If we strip contemporary art of the Bigger trend, what is the significance of the size of an artwork? If size is not just a means to subvert the established form, what happens to the observer of a small painting or sculpture? The conceptual painter Ad Reinhardt remarked: '…that breadth and depth of thought and feeling in art have no relation to physical size.’

And it is in line with Irving Sandler’s comment when confronted with the Bigger is Better theme: 'The perception is the thing.’

Sandler highlights the process of observation and interaction. Both want to see the size of an artwork as a symbol with meaning, and not just a signal that signifies a simple ratio of size to value which implies Smaller is Worse.
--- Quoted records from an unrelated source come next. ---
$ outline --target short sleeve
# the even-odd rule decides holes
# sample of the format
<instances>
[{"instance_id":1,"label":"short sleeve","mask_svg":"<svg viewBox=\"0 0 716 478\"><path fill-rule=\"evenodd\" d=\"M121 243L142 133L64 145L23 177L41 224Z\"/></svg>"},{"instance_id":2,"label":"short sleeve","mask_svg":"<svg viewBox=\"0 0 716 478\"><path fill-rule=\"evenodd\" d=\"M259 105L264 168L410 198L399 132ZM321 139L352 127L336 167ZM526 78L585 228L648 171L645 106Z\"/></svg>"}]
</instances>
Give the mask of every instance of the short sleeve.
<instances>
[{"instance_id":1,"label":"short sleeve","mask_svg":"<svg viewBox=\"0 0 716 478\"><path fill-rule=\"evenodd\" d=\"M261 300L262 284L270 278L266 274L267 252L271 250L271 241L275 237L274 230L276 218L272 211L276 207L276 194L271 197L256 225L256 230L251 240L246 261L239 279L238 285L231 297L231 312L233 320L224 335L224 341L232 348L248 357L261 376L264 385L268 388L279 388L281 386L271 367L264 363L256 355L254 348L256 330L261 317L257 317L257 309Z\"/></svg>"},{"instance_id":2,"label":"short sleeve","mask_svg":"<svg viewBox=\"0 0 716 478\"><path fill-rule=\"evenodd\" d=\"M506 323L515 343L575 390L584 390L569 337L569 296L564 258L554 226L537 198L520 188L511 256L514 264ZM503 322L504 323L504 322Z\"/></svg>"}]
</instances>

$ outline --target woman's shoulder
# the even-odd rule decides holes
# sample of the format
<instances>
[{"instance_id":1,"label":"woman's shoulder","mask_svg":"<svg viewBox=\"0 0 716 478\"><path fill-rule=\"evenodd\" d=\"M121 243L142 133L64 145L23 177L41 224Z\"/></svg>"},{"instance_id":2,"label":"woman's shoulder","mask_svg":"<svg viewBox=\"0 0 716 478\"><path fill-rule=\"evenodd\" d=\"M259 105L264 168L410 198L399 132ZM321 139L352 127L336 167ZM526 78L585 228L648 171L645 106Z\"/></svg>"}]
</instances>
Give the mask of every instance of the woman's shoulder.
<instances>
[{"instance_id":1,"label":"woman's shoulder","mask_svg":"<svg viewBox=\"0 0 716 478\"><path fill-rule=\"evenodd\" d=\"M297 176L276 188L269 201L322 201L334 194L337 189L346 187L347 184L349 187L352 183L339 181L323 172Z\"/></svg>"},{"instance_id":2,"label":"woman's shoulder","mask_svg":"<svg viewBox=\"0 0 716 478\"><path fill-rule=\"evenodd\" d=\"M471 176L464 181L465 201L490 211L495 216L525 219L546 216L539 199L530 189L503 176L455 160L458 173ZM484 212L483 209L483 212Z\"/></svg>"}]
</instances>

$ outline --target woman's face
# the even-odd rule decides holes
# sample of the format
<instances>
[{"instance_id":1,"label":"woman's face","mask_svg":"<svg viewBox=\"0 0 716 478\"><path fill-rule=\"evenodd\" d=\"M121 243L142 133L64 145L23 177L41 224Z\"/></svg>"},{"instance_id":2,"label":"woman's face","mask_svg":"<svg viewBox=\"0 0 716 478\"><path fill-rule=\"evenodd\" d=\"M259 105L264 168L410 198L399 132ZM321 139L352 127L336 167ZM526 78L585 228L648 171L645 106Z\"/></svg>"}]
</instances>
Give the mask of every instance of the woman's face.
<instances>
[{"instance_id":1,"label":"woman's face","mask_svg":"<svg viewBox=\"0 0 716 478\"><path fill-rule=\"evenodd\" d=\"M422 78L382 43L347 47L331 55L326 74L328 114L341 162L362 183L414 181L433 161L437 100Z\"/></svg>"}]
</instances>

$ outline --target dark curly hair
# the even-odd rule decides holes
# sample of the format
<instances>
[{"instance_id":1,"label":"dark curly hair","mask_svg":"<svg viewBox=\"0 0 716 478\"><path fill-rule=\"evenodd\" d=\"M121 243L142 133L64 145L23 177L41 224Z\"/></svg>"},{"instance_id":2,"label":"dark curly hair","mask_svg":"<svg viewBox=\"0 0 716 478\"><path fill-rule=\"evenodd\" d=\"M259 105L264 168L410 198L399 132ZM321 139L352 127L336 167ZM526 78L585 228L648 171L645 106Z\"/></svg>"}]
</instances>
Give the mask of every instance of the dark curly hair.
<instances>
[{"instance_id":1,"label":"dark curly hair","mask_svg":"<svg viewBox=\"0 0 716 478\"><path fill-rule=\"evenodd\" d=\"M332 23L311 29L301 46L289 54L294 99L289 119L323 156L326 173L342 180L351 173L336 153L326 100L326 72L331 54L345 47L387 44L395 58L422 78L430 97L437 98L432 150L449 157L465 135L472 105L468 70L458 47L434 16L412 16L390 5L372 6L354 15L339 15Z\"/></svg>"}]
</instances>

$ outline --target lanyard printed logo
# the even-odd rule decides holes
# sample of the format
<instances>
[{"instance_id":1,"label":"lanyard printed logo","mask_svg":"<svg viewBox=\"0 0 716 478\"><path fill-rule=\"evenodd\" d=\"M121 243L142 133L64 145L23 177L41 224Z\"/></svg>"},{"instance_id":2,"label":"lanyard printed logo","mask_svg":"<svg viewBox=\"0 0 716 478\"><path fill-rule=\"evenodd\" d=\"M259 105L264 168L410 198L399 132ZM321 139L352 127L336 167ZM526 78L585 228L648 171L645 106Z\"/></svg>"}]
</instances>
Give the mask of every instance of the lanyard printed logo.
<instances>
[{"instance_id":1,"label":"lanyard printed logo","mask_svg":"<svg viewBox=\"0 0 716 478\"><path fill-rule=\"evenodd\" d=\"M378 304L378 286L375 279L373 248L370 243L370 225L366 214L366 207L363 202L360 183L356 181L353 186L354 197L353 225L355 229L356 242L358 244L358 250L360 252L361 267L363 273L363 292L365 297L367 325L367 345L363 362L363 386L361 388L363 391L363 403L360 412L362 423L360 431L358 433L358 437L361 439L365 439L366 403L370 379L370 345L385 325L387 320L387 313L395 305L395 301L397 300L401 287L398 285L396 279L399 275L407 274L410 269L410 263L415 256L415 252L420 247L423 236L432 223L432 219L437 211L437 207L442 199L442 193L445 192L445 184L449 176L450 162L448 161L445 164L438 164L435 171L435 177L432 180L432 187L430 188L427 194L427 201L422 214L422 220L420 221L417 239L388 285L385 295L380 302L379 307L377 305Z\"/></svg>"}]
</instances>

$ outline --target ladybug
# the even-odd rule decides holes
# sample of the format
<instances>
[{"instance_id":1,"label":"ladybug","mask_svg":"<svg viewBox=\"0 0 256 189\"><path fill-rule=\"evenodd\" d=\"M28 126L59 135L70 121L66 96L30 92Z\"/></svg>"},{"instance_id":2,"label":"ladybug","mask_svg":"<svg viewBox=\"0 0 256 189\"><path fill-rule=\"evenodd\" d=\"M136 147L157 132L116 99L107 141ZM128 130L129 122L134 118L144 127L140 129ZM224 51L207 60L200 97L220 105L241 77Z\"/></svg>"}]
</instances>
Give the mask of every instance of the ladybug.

If we accept that, it is pertinent to ask ourselves what small artworks can do. From a purely subjective point of view, what they are about? They are primarily about proximity.

The ‘smallness’ of artworks demands proximity. When we spot a small painting or sculpture we have to consciously make the decision to get closer. Unlike our experience with very large canvases and monuments we are not impressed by the sheer grandness of forms or by vast patches of different colours. And by stepping closer we enter a realm of intimacy that is the prerequisite of understanding the piece.

Such proximity with a small artwork leads us, the observers, into what might be labelled a 'quiet’ process. We probably squint to read the details of it, yet noise, or big paintings in the immediate surrounding might easily distract us from this intimacy with the smaller work.

Just as an observer will move closer to a small object, so is a diminuative piece easily moved. Whereas we have to leave the monuments and large canvasses behind in the museums and public places, we can physically bring the small artworks home or carry them with us. Like medieval likenesses of the Virgin Mary or the matchbox-size figurines that accompanied Giacometti to Paris, we are able to bring them into our daily lives and spend more time with them. It is an extended intimacy which even can grow into a lifelong relationship.

Ultimately the size of an artwork is an inherent part of its creation. It is one of many variables in the Fine Arts along with colour and form and cannot be subject to judgement as such. The term Better then is simply the fashionable outcome of the time the artwork was created in. It tells us more about its contemporaries and their aspirations than about the artwork itself. The term Bigger can be reduced to being the comparative of Big. And we may well appreciate small artworks just as intimate and vulnerable encounters, something which often gets lost in our time.

The paintings that the art dealer had selected in the studio were re-painted on large canvases. And for whatever reason, they were not sold at the art fair.